Updated on March 28, 2016

Energy efficiency is gaining increased importance in the world, offering a chance for home and business owners to save money and at the same time contribute to environmental sustainability. Whenever an energy efficiency investment is carried out, it is important to know three things: the initial cost, the yearly savings, and the payback period.

Some common energy efficiency measures for residential and small commercial locations are the following:

  • Upgrading inefficient lighting to LED.
  • Replacing air conditioners and heaters with higher efficiency models.
  • Installing energy efficient windows.

The purpose of this article is to illustrate a simple financial analysis procedure you can carry out before purchasing energy efficient equipment.

Step 1 - Estimate Your Current Energy Costs

In order to calculate your current energy costs, you will need the following data:

  1. The electric power drawn by the device or devices you plan to upgrade.
  2. Operation schedule.
  3. Electric utility rate.

For example, consider a small business with a 36,000 BTU/hour air conditioner and 8 lamps with T12 fluorescent tubes. The air conditioner has a SEER rating of 10 and each of the lamps consumes 160 watts. The business operates for 200 hours each month and the electric utility charges $0.18 per kilowatt-hour.

  • The power drawn by the air conditioner can be estimated by dividing its capacity by its SEER, in this case it would be 3,600 watts or 3.6 kilowatts.
  • The lamps consume a total of 1,280 watts, or 1.28 kilowatts.
  • Total power drawn is therefore 4.88 kilowatts.

Once the power drawn is known, it must be multiplied by the monthly hours of operation and energy rate.

  • Monthly energy consumption = 4.88 kW x 200 hours = 976 kWh
  • Monthly cost of the energy = 976 kWh x $0.18/kWh = $175.68

Step 2 - Estimate the Energy Cost with the Upgrade

Suppose the air conditioner will be replaced by a SEER 20 model, reducing its power consumption to 1.8 kilowatts. The lamps will be replaced with a LED model that requires only 54 watts, totalling 0.432 kilowatts for all 8 lamps. The new power consumption is 2.232 kW.

  • Monthly energy consumption = 2.232 kW x 200 hours = 446.4 kWh
  • Monthly cost of the energy = 446.4 kWh x $0.18/kWh = $80.35

The monthly savings are $95.33! Viewed on a yearly basis, the savings are $1,143.96!

Step 3 - Obtain Quotes for the New Equipment

The price of the upgrade will vary according to the brand and your geographic location.

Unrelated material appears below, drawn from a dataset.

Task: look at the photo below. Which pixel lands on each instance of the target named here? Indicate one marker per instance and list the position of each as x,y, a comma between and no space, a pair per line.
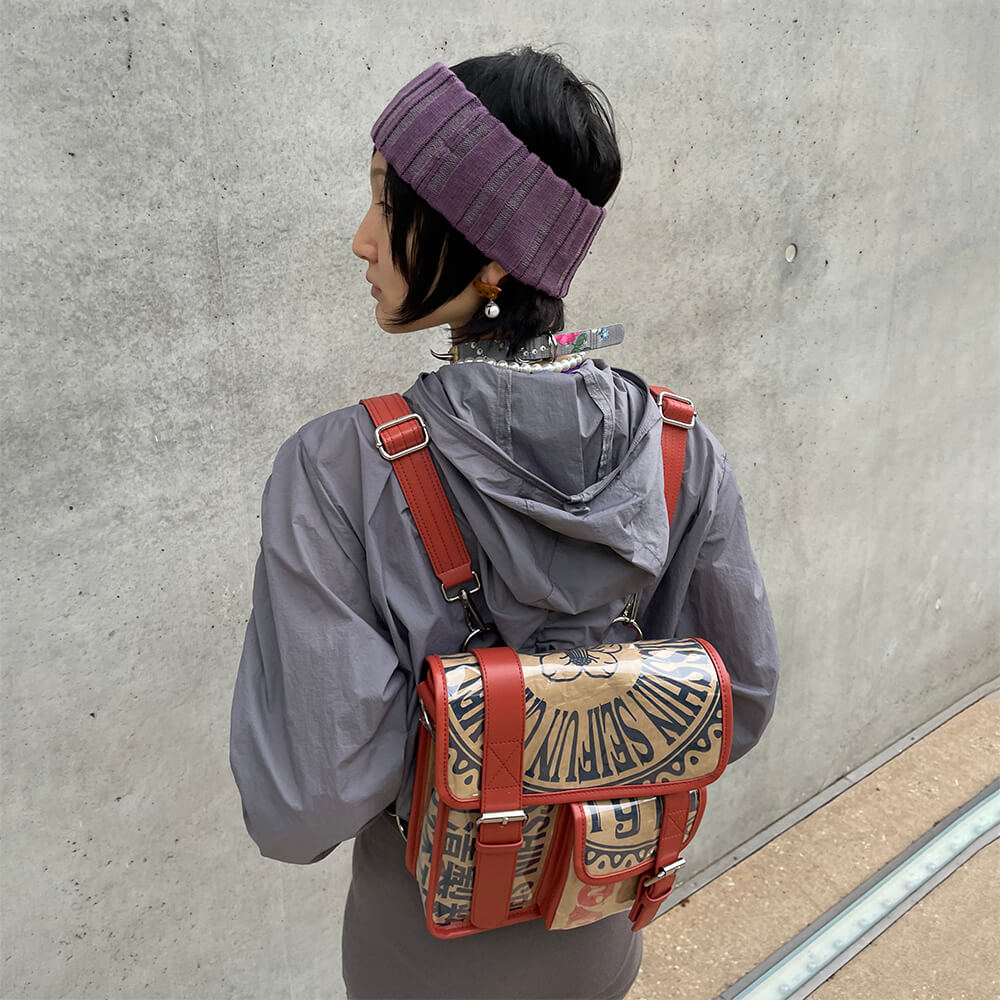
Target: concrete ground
947,947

It is always a good idea to shop around and obtain quotes from several vendors. If you have a friend or relative working in the construction industry, it's a good idea to ask their opinion on the quotes you receive to make sure you are getting the best prices.

For this example, assume the air conditioner costs $1,400 and each lamp costs $195, totaling $2,960.

Step 4 - Divide Cost by Yearly Savings to Obtain Payback Period

The payback period in this scenario would be given by:

  • $2,960 / $1,143.96 = 2.6 years

If you wish to calculate the payback period for separate investments, you can repeat the procedure individually for each upgrade. In this example you will find that the SEER 20 air conditioner has a payback period of 1.8 years and the LED lamps have a payback period of 4.2 years.